I had a really interesting conversation with Lucy today about 9/11. We passed a memorial ceremony happening at the local fire station and she asked what was going on. In trying to explain it to her, I was stuck by the
enormity of fear. Not just the fear we all felt that day but of fear itself.
Lucy: "What's happening?"
Me: "It's September 11. They're remembering this day because a long time ago, before you were born, something very scary happened."
Lucy: "What happened?"
Me: "Airplanes flew into buildings and killed lots of people."
Lucy: "Will they kill me?"
Fear. For the first time, I felt 9/11 in a new way - as a mother. "Will they kill me?" Tears welled up in my eyes.
Me: "No. No. I will keep you safe. I will keep you safe."
It was enough to ease Lucy's mind and stop her questions, but it's keep me wondering about it all day. Could I? Could I keep her safe? An entire nation was paralyzed by confusion and fear on that day. I realized that if we were one of the families on Flight 175, and our plane had been hijacked, destined for tower 2, I couldn't. I couldn't keep her safe. My one deepest desire as a parent - for my child to survive - would devolve into fear. Fight or flight.
As someone who has done extensive traveling and grown up as an American abroad, I didn't have the same level of shock on the day of 9/11 as many of my other American friends had. I was 17-years-old. I had seen anti-Americanism first hand in South America and knew that while we were unarguably the most developed and enviable county on earth, we also had a habit of acting like it. Of being the playground bully.

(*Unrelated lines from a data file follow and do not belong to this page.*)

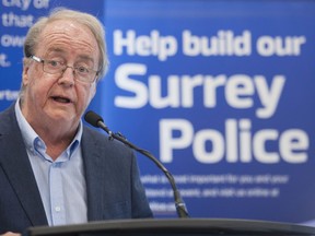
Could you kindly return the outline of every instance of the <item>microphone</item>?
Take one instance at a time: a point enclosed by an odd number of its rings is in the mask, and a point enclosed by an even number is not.
[[[164,175],[166,176],[166,178],[168,179],[168,181],[172,186],[173,194],[174,194],[174,201],[175,201],[175,208],[176,208],[176,212],[177,212],[178,217],[189,217],[188,211],[186,209],[186,204],[183,201],[183,199],[180,197],[180,192],[176,187],[176,182],[175,182],[174,177],[156,157],[154,157],[147,150],[140,149],[140,148],[136,146],[135,144],[132,144],[131,142],[127,141],[126,138],[124,135],[121,135],[121,133],[113,133],[108,129],[108,127],[104,123],[103,118],[100,115],[95,114],[94,111],[92,111],[92,110],[88,111],[84,116],[84,119],[86,122],[89,122],[93,127],[101,128],[105,132],[107,132],[109,134],[110,140],[116,139],[118,141],[122,142],[124,144],[128,145],[132,150],[141,153],[142,155],[144,155],[144,156],[149,157],[151,161],[153,161],[153,163],[164,173]]]

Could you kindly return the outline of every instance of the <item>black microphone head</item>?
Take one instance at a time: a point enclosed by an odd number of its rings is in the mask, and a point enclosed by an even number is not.
[[[96,113],[92,111],[92,110],[89,110],[89,111],[85,114],[84,120],[85,120],[86,122],[89,122],[90,125],[96,127],[96,128],[100,127],[100,123],[98,123],[100,121],[101,121],[101,122],[104,122],[103,118],[102,118],[100,115],[97,115]]]

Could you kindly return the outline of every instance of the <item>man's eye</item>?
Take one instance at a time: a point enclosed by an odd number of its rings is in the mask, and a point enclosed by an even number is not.
[[[77,70],[79,73],[89,73],[89,69],[85,67],[78,67]]]
[[[49,67],[60,67],[60,62],[59,61],[55,61],[55,60],[49,60],[47,61]]]

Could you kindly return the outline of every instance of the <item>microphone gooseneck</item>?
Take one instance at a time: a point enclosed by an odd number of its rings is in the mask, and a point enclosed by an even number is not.
[[[176,187],[175,179],[174,179],[173,175],[165,168],[165,166],[156,157],[154,157],[147,150],[140,149],[140,148],[136,146],[135,144],[132,144],[131,142],[127,141],[126,138],[122,137],[120,133],[118,133],[118,134],[113,133],[108,129],[108,127],[104,123],[103,118],[100,115],[95,114],[94,111],[92,111],[92,110],[88,111],[84,116],[84,119],[86,122],[89,122],[93,127],[101,128],[105,132],[107,132],[109,134],[109,139],[116,139],[118,141],[122,142],[124,144],[136,150],[137,152],[141,153],[142,155],[149,157],[153,163],[155,163],[155,165],[164,173],[164,175],[166,176],[166,178],[168,179],[168,181],[172,186],[176,212],[177,212],[178,217],[189,217],[188,211],[186,209],[186,204],[180,197],[180,192]]]

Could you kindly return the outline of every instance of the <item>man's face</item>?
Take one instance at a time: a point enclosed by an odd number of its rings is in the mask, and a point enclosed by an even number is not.
[[[73,21],[55,21],[40,34],[35,56],[70,67],[88,64],[97,70],[100,50],[88,27]],[[31,125],[66,122],[78,126],[95,94],[95,83],[75,80],[72,68],[61,74],[50,74],[43,71],[43,63],[31,61],[23,69],[26,90],[22,111]]]

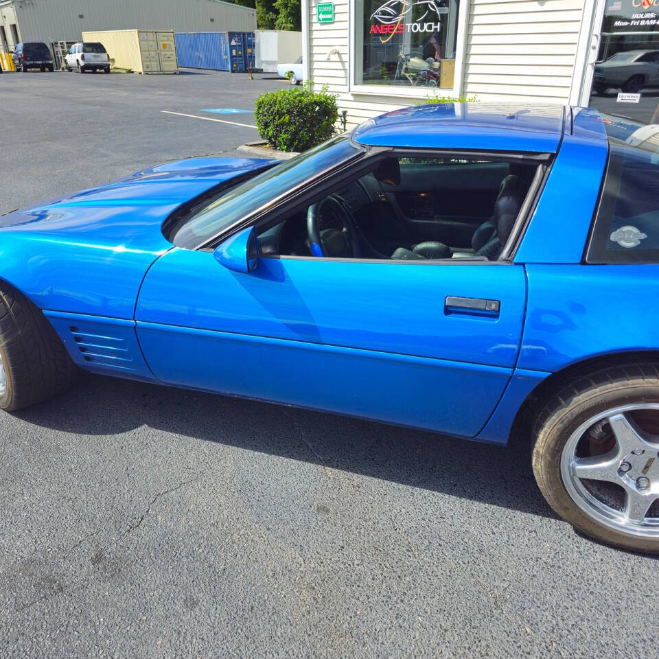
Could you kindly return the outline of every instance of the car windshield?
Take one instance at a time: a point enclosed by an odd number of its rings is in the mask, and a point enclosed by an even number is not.
[[[50,51],[45,43],[26,43],[23,47],[23,51],[30,55],[50,57]]]
[[[104,53],[105,48],[102,43],[84,43],[82,44],[83,53]]]
[[[615,55],[610,57],[607,61],[612,62],[615,60],[618,62],[630,62],[638,54],[638,53],[616,53]]]
[[[351,143],[347,133],[333,137],[241,185],[223,190],[179,224],[170,240],[177,246],[188,249],[203,245],[242,218],[266,210],[283,195],[362,152]]]

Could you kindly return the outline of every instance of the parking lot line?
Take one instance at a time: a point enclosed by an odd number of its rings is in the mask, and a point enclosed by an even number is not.
[[[232,126],[242,126],[246,128],[255,128],[251,124],[239,124],[238,122],[227,122],[223,119],[213,119],[212,117],[200,117],[198,115],[186,115],[183,112],[172,112],[170,110],[161,110],[166,115],[178,115],[179,117],[189,117],[191,119],[203,119],[207,122],[218,122],[220,124],[231,124]]]

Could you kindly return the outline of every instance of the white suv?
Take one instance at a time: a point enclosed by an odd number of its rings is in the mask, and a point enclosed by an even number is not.
[[[110,58],[102,43],[98,42],[74,43],[65,56],[67,71],[104,71],[110,73]]]

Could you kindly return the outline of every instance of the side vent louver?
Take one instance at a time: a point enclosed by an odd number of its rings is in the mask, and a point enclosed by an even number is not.
[[[82,325],[69,329],[85,361],[121,371],[136,370],[130,347],[119,332]]]

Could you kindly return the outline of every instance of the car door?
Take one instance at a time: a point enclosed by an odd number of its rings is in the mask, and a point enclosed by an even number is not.
[[[135,319],[163,382],[473,437],[512,373],[524,299],[523,266],[503,262],[262,256],[243,273],[176,248]]]

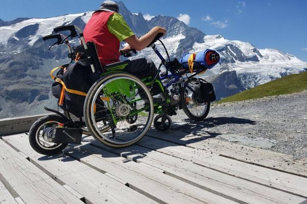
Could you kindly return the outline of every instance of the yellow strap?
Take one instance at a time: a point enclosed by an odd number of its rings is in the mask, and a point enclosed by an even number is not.
[[[55,68],[54,68],[53,69],[52,69],[52,70],[50,71],[50,76],[51,76],[51,78],[52,78],[52,79],[53,80],[55,80],[57,82],[61,83],[61,84],[62,84],[62,85],[63,85],[63,87],[64,87],[64,88],[66,90],[66,91],[67,91],[68,92],[86,96],[87,95],[86,93],[82,92],[82,91],[77,91],[76,90],[73,90],[73,89],[69,89],[68,88],[67,88],[66,87],[66,86],[65,86],[64,82],[63,82],[63,81],[62,80],[61,80],[60,79],[59,79],[58,78],[57,78],[56,76],[53,75],[53,72],[54,72],[54,71],[56,70],[57,70],[57,69],[64,69],[64,68],[65,67],[64,67],[62,66],[60,66],[59,67],[55,67]]]
[[[87,94],[86,93],[82,92],[82,91],[77,91],[76,90],[69,89],[68,88],[67,88],[66,87],[66,86],[65,86],[65,84],[64,84],[64,82],[63,82],[63,81],[62,80],[60,80],[59,79],[59,80],[57,80],[57,82],[61,83],[62,84],[62,85],[63,85],[63,87],[65,88],[65,90],[66,90],[66,91],[67,91],[69,93],[74,93],[75,94],[77,94],[77,95],[81,95],[83,96],[86,96],[87,95]]]
[[[195,60],[195,57],[196,56],[196,54],[195,53],[192,53],[190,57],[189,57],[189,59],[188,60],[188,65],[189,65],[189,69],[190,69],[190,72],[191,73],[193,73],[193,66],[194,66],[194,62],[193,61]]]
[[[86,96],[86,94],[84,92],[82,92],[82,91],[77,91],[76,90],[70,89],[67,87],[65,87],[65,90],[69,93],[74,93],[75,94],[81,95],[83,96]]]

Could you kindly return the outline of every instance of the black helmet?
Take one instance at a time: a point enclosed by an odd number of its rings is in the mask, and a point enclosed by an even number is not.
[[[101,3],[100,10],[118,13],[118,5],[113,1],[105,1]]]

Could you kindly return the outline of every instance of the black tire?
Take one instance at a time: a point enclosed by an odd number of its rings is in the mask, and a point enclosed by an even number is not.
[[[48,115],[39,118],[32,125],[29,132],[30,145],[36,152],[44,155],[54,155],[62,152],[68,144],[55,144],[43,148],[39,142],[39,132],[44,124],[62,123],[65,120],[58,115]]]
[[[190,81],[190,83],[196,83],[197,79],[196,78],[192,78]],[[210,111],[210,102],[207,102],[204,104],[205,104],[206,106],[206,109],[205,111],[203,111],[203,114],[200,115],[195,115],[195,114],[191,113],[191,112],[189,110],[189,108],[187,105],[187,102],[186,100],[186,98],[185,97],[185,94],[186,93],[186,88],[185,87],[181,89],[181,93],[180,93],[180,104],[181,105],[181,107],[183,109],[183,111],[186,114],[186,115],[191,119],[195,121],[201,121],[206,118],[209,114],[209,111]]]
[[[163,114],[157,115],[154,120],[154,126],[157,131],[159,132],[165,132],[169,130],[171,126],[171,119],[170,117],[167,115],[166,120],[164,124],[162,124],[161,121],[159,121],[159,120],[160,119],[162,119],[163,117]]]

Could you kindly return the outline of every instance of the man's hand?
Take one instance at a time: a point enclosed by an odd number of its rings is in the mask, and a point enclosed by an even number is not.
[[[130,49],[133,48],[140,51],[147,47],[159,33],[162,33],[164,35],[166,33],[166,30],[162,27],[156,27],[140,38],[135,35],[133,35],[125,39],[125,41],[129,44]],[[125,49],[126,47],[122,49],[122,50]]]
[[[119,50],[119,52],[126,52],[126,51],[129,51],[129,50],[133,49],[132,47],[131,47],[131,46],[130,46],[130,45],[128,45],[127,46],[126,46],[125,47]]]

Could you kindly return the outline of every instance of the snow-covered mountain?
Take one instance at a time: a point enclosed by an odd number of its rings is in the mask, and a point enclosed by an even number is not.
[[[122,2],[119,4],[120,13],[137,35],[143,35],[154,26],[167,29],[163,42],[171,58],[179,58],[183,54],[208,48],[216,50],[221,56],[221,63],[206,75],[225,72],[221,75],[225,78],[228,72],[229,76],[236,74],[238,80],[235,81],[242,84],[235,85],[238,87],[251,88],[307,68],[307,63],[278,50],[258,49],[248,42],[229,40],[220,35],[207,35],[172,17],[159,15],[147,21],[140,13],[131,13]],[[11,21],[0,19],[0,118],[41,113],[46,104],[56,106],[50,95],[52,81],[49,72],[52,68],[68,62],[67,53],[64,46],[49,51],[51,42],[44,42],[41,37],[61,25],[74,24],[83,29],[92,13],[49,18],[19,18]],[[131,59],[140,57],[151,58],[157,65],[160,63],[151,48]],[[220,95],[225,97],[227,93]]]

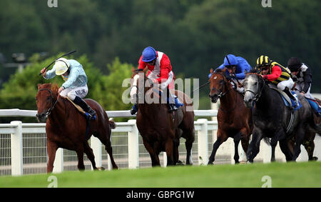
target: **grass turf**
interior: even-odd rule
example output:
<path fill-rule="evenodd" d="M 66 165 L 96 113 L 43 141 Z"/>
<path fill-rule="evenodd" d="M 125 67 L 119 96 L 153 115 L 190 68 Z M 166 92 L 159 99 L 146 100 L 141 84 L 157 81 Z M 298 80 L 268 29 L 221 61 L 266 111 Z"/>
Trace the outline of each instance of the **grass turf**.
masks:
<path fill-rule="evenodd" d="M 321 162 L 272 163 L 210 166 L 68 171 L 18 177 L 0 177 L 0 187 L 47 187 L 50 176 L 58 187 L 321 187 Z"/>

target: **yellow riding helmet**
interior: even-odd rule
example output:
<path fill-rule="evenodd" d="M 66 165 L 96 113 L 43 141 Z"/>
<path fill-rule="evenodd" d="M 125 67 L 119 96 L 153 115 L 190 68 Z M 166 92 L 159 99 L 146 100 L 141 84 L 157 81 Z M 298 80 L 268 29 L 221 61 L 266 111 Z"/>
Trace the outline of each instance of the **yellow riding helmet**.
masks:
<path fill-rule="evenodd" d="M 260 69 L 263 66 L 271 65 L 271 60 L 267 56 L 260 56 L 256 61 L 256 67 Z"/>
<path fill-rule="evenodd" d="M 62 75 L 70 67 L 70 64 L 66 59 L 60 58 L 56 61 L 54 68 L 56 69 L 56 75 Z"/>

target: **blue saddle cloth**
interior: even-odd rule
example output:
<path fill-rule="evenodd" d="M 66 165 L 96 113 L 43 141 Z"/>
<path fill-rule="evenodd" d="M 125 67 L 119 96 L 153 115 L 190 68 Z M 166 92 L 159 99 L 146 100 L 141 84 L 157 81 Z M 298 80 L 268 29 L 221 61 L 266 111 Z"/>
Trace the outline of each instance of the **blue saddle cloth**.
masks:
<path fill-rule="evenodd" d="M 293 96 L 295 96 L 297 99 L 297 94 L 295 94 L 295 91 L 291 91 L 291 94 L 293 95 Z M 282 94 L 280 94 L 280 95 L 281 95 L 282 99 L 283 99 L 283 101 L 284 101 L 284 103 L 285 104 L 285 106 L 290 107 L 290 103 L 287 102 L 287 101 L 283 97 L 283 96 Z M 293 101 L 292 99 L 291 99 L 291 98 L 290 98 L 290 100 L 291 101 L 292 106 L 295 106 L 295 101 Z M 294 111 L 297 111 L 297 109 L 300 108 L 301 107 L 302 107 L 302 104 L 300 102 L 299 99 L 297 99 L 297 106 L 294 108 Z"/>

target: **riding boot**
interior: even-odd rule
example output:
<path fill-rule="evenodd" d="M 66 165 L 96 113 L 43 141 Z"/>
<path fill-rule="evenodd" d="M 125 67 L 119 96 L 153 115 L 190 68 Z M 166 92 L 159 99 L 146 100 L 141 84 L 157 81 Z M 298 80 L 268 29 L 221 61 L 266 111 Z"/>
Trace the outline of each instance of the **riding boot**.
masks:
<path fill-rule="evenodd" d="M 283 90 L 283 92 L 285 92 L 290 97 L 290 99 L 294 101 L 295 105 L 292 106 L 292 108 L 296 108 L 297 106 L 297 101 L 295 99 L 295 97 L 291 94 L 289 89 L 287 87 L 285 87 L 285 89 Z"/>
<path fill-rule="evenodd" d="M 137 103 L 135 103 L 131 109 L 131 114 L 134 115 L 137 113 L 137 111 L 138 111 L 138 108 L 137 107 Z"/>
<path fill-rule="evenodd" d="M 168 95 L 168 112 L 172 113 L 173 111 L 176 111 L 178 108 L 176 107 L 175 104 L 175 97 L 170 93 L 168 89 L 167 89 L 167 93 Z"/>
<path fill-rule="evenodd" d="M 96 114 L 96 111 L 93 111 L 91 106 L 82 99 L 81 99 L 78 96 L 76 96 L 75 99 L 73 100 L 73 102 L 80 106 L 85 112 L 87 112 L 90 116 L 93 117 Z"/>

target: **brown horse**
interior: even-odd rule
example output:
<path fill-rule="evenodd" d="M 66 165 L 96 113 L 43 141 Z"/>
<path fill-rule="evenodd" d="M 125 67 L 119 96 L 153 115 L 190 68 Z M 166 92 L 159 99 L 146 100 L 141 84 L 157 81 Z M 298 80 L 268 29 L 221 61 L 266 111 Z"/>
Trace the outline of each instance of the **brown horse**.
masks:
<path fill-rule="evenodd" d="M 138 101 L 138 96 L 143 96 L 158 100 L 153 102 L 144 99 L 143 103 L 138 103 L 136 116 L 137 128 L 151 156 L 152 166 L 160 166 L 158 158 L 160 151 L 166 152 L 168 166 L 175 165 L 178 162 L 180 137 L 186 139 L 186 164 L 190 164 L 195 131 L 194 111 L 186 110 L 187 106 L 193 107 L 189 98 L 183 92 L 175 91 L 175 94 L 178 94 L 180 100 L 183 101 L 184 106 L 173 113 L 168 113 L 166 102 L 162 103 L 158 90 L 152 87 L 151 84 L 153 82 L 147 79 L 144 72 L 134 71 L 131 78 L 131 86 L 136 87 L 132 89 L 136 91 L 132 99 Z"/>
<path fill-rule="evenodd" d="M 57 85 L 51 87 L 51 84 L 38 84 L 36 116 L 39 122 L 46 121 L 48 173 L 53 171 L 58 148 L 76 151 L 79 170 L 85 169 L 83 153 L 91 161 L 93 169 L 97 169 L 93 150 L 88 143 L 92 134 L 105 145 L 113 168 L 118 168 L 113 161 L 111 144 L 111 128 L 115 128 L 115 123 L 108 121 L 107 113 L 99 103 L 92 99 L 85 101 L 96 112 L 96 119 L 89 121 L 87 136 L 85 117 L 69 101 L 59 96 Z"/>
<path fill-rule="evenodd" d="M 216 151 L 228 138 L 234 139 L 234 160 L 235 163 L 238 163 L 238 148 L 240 141 L 245 152 L 249 145 L 253 129 L 251 109 L 245 107 L 243 96 L 233 89 L 232 84 L 220 69 L 215 71 L 210 76 L 210 89 L 209 96 L 211 101 L 216 103 L 220 99 L 220 106 L 217 116 L 218 138 L 213 144 L 208 164 L 213 164 Z"/>

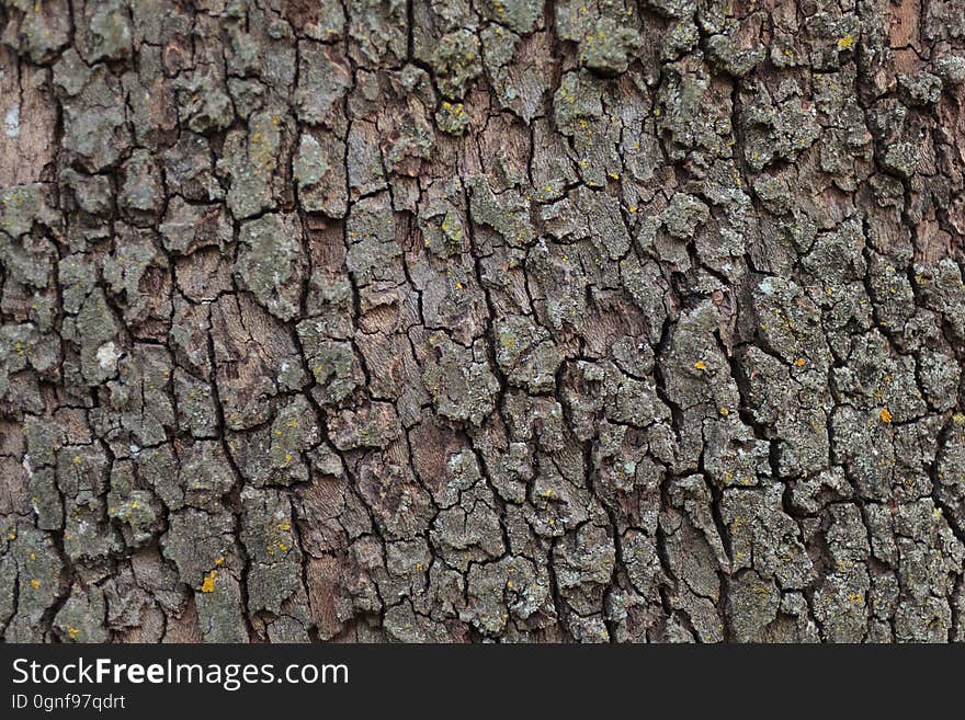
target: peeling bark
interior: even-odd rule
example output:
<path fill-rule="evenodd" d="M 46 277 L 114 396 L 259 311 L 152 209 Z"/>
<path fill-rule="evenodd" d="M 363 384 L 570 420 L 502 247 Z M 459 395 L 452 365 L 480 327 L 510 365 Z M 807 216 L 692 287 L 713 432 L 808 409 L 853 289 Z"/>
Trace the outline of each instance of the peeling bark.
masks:
<path fill-rule="evenodd" d="M 962 0 L 0 26 L 4 641 L 965 640 Z"/>

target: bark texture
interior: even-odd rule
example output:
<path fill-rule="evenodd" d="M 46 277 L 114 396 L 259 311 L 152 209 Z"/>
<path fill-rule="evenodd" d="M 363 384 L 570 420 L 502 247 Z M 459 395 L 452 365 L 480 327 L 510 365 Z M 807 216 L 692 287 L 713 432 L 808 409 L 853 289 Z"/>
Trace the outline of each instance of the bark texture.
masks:
<path fill-rule="evenodd" d="M 965 1 L 0 8 L 3 640 L 965 640 Z"/>

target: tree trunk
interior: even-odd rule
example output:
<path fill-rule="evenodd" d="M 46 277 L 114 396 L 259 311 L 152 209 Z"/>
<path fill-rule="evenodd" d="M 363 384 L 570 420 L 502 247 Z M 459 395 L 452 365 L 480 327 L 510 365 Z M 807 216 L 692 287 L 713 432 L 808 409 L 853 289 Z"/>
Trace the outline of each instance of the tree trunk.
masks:
<path fill-rule="evenodd" d="M 0 7 L 3 640 L 965 640 L 965 1 Z"/>

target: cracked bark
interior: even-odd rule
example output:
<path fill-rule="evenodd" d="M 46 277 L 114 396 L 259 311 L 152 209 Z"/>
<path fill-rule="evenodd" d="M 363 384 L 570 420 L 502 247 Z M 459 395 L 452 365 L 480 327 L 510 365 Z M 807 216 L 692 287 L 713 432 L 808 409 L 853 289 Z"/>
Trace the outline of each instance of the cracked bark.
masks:
<path fill-rule="evenodd" d="M 3 640 L 965 640 L 962 0 L 0 26 Z"/>

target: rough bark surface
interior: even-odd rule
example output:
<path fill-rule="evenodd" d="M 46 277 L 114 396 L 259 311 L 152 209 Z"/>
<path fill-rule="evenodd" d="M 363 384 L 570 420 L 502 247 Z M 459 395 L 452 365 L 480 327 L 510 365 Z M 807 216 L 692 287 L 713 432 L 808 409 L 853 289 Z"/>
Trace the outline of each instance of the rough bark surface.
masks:
<path fill-rule="evenodd" d="M 0 8 L 3 640 L 965 640 L 963 0 Z"/>

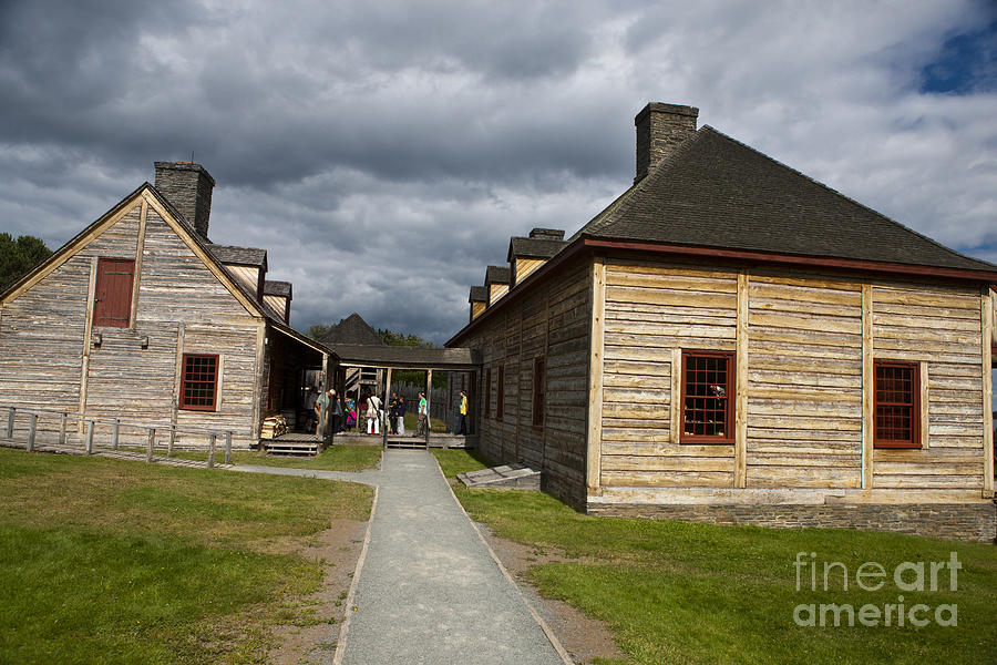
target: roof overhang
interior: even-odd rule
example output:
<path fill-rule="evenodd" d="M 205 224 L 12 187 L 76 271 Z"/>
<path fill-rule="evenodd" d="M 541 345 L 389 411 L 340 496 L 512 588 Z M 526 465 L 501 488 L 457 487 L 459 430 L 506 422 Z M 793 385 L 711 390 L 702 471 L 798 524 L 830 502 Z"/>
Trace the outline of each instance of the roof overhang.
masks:
<path fill-rule="evenodd" d="M 835 272 L 851 272 L 872 275 L 898 275 L 906 277 L 921 277 L 933 279 L 946 279 L 957 282 L 970 282 L 986 284 L 995 288 L 997 285 L 997 270 L 975 270 L 969 268 L 946 268 L 939 266 L 923 266 L 914 264 L 886 263 L 860 260 L 851 258 L 836 258 L 832 256 L 808 256 L 794 254 L 775 254 L 753 249 L 728 249 L 721 247 L 698 247 L 689 245 L 671 245 L 667 243 L 647 243 L 639 241 L 578 237 L 558 252 L 554 257 L 530 275 L 515 288 L 510 289 L 496 303 L 493 303 L 473 321 L 464 326 L 445 346 L 460 344 L 471 331 L 482 326 L 495 313 L 523 297 L 543 279 L 559 270 L 572 259 L 594 253 L 637 253 L 654 256 L 672 256 L 686 258 L 715 259 L 732 264 L 764 264 L 782 265 L 800 268 L 826 268 Z"/>

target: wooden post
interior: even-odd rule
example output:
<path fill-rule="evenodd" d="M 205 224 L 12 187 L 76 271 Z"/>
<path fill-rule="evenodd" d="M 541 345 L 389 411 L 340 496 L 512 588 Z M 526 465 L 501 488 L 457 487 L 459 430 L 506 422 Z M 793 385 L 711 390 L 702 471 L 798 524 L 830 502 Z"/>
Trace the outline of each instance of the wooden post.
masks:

So on an international level, I got it. I understood why this was happening. I understood why American foreign policy had left other countries mad at us.
But today, on a personal level, I understood something anew. I understood the plight of every parent, of every "boot in your ass" American. I understood fear. Author and artist Elizabeth Stone once said, "Making the decision to have a child in momentous. It is to decide forever to have your heart go walking around outside your body." The thought of my own daughter being unsafe ignited a primal feeling in me. And in an instant I understood why so many people reacted the way they did on that day - fight or flight. Because they believed they were unsafe. That the attack on those towers was an attack on them and their families. It was an "aha!" moment for me. I had never seen it that way before.